Aber schon am Nachmittag ging es weiter, immer dem weichenden Russen auf den Fersen. Am 25. Juni jedoch änderte sich das Wetter, der Himmel verdunkelte sich, und schwere Gewitter mit Regenschauern gingen nieder. Das Krachen des Donners und das Dröhnen des Artilleriefeuers vermischte sich, als der Angriff trotz dieser widrigen Umstände fortgesetzt wurde. Am 29. und 30. Juni bekam das Regiment endlich zwei Ruhetage in Potok und Umgebung. Nun war auch Wetter wieder umgeschlagen, als es Anfang Juli auf staubigen Wegen bei drückender Hitze wieder gegen den Feind marschierte. Ende des Monats war Stabrow erreicht. Hier wurde endlich wieder eine Ortsunterkunft bezogen. Nun konnte man ausreichend Schlaf finden, Waffen und Ausrüstung instand setzen, und auch das leibliche Wohl kam zu seinem Recht. Doch auch diese Zeit war schnell zu Ende.

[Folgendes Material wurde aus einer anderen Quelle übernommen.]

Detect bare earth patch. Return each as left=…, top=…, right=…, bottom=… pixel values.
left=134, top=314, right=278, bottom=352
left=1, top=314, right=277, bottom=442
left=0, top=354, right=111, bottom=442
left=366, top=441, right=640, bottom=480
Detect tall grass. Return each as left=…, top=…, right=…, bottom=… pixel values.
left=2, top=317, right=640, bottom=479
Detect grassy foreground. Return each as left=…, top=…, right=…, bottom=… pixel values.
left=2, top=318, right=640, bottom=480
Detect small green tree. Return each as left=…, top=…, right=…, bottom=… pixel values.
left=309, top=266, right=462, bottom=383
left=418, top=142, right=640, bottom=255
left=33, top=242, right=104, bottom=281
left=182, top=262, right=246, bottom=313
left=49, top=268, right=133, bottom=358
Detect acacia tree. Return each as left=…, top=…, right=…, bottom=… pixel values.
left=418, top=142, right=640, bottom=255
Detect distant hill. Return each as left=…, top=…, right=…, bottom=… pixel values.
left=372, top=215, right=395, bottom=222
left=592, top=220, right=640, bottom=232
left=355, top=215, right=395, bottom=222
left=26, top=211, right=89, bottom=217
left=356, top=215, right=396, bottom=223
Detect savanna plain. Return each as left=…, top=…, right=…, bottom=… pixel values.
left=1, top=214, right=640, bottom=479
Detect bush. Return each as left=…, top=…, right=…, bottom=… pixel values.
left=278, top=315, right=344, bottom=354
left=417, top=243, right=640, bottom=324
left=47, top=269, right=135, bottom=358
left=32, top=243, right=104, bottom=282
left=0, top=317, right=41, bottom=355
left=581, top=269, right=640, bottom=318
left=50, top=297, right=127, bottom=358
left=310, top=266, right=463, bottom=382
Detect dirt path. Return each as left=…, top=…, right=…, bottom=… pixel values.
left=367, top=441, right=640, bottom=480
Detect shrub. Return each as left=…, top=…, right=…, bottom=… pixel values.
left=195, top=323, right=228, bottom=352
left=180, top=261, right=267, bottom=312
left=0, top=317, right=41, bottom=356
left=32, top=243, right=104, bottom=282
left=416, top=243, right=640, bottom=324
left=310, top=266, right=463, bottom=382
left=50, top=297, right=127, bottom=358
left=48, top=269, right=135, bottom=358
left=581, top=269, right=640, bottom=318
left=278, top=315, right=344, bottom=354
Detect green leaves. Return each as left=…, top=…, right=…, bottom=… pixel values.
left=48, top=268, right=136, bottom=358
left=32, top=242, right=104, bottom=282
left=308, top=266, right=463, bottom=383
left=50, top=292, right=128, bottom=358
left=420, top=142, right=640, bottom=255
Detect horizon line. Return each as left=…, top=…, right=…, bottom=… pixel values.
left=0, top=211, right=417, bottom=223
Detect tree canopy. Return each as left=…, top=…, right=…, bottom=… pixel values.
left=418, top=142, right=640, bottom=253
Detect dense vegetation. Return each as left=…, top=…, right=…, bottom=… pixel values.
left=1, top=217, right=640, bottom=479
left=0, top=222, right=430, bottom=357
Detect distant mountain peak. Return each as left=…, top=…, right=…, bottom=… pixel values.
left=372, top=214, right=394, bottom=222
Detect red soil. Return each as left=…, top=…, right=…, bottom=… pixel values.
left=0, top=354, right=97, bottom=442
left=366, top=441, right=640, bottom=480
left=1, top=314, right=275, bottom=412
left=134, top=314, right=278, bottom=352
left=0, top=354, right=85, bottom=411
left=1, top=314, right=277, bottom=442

Am. 16.Juli rückte das Regiment wieder ab in den Raum um Krasnystaw. Das I.Bataillon wurde sofort in vorderster Linie an der Wolica östlich Skierbieszow eingesetzt, dabei auch die 2.Kompagnie mit dem Musketier Wilhelm Kern. Der nächste Tag brachte dann noch Ablösungen bei den Nachbartruppen, dann wurden die letzten Vorbereitungen abgeschloßen. Schließlich stand am frühen Morgen des 18.Juli alles zu Sturm bereit.


 
Krasnostow (Pfeil) - im Süden Russisch-Polens gelegen

 
Der Angriffsbefehl lautete: 

"Allgemeiner Angriff gegen die in einem südlich der Wolica gelegenen nachhaltig befestigten Stützpunkte, in Skierbieszow selbst und nördlich des Flusses in starken Stellungen stehenden Russen."


 
Die eroberte russische Stellung bei Krasnystaw

 
Am Vormittag allerdings ging der Angriff zuerst nicht recht voran, immer wieder griffen die 82er unter großen Verlusten die befestigten Stützpunkte an. Schließlich kam am Nachmittag der entscheidende Stoß von der 2.Kompagnie, die in einem überraschenden, schneidig geführten Angriff das Dorf nehmen konnte. Nach diesem Einruch in die russische Stellung räumte der Feind das Feld auf der ganzen Linie.

 
Krasnystaw und die östliche Umgebung:
im Südosten an der Wolica das Dorf Skierbieszow, 
bei dessen Erstürmung Musketier Wilhelm Kern 
schwer am Oberschenkel verwundet wurde

 
Bei diesem Angriff wurde der Musketier Wilhelm Kern schwer am Oberschenkel verwundet. Von den Krankenträgern geborgen, kam er schließlich in ein nahes Feldlazarett. Hier muß es sich herausgestellt haben, daß die Verwundung so schwer war, daß ein Transport in die Heimat nicht durchgeführt werden konnte. Vier Wochen dauerte noch sein Leiden, schließlich verstarb es am 17.August an den Folgen seiner Verletzung. 

 
Die Todesanzeige von Wilhelm Kern im "Wetzlarer Anzeiger" vom 8.10.15

 
Mit großer Sicherheit wurde er damals auf dem Friedhof dieses Feldlazaretts beigesetzt, einen Nachweis gibt es jedoch nicht.  Dennoch ist es nicht völlig auszuschließen, daß das Grab heute noch existiert.